Diverters fraudulently obtain consumer goods at discounted prices from manufacturers and distributors (referred to as "Corporate Victims" in the Indictment) of consumer products by falsely informing them that those products would be donated to non-profit organizations for promotional purposes. Instead, the goods are sold at a substantial profit to wholesalers, retail stores and others.

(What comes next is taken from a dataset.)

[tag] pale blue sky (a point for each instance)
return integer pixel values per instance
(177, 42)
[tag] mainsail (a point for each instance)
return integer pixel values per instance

Diversion is generally recognized as the process of moving genuinely branded products outside agreed-upon distribution channels. Consumer product manufacturers frequently set aside a portion of their products to be sold to legitimate charitable organizations, to various programs that market and promote the manufacturers’ products, or to authorized retailers outside of the United States for substantially discounted prices. In so doing, manufacturers aid humanitarian organizations, engender goodwill for their product, and increase sales for their product by promoting it to a new sector of the market. Pharmaceutical and consumer product diverters take advantage of these programs by operating through a series of complex and sophisticated machinations, including the use of shell companies, fictitious references and aliases. Diverters employ a variety of techniques to obtain deeply discounted prices from manufacturers and distributors by falsely informing them that they will donate the goods to non-profit organizations or that they will distribute them for promotional purposes to institutions such as college campuses, nursing homes/assisted living facilities, prisons, hospitals and campgrounds. Others hold themselves out as institutions or closed-door pharmacies when in fact these are fronts for retail operations. In many cases, diverters divert the products into the gray market even when they sign contracts or Own Use forms that expressly prohibit the distribution of product into unauthorized channels.
Product diversion has substantial financial and regulatory implications, exposing manufacturers in some cases to losses in the tens of millions, if not hundreds of millions, of dollars. For drug manufacturers, diversion can compromise compliance with Prescription Drug Marketing Act. Diversion can also result in the sale of outdated drugs, thereby placing the public at risk.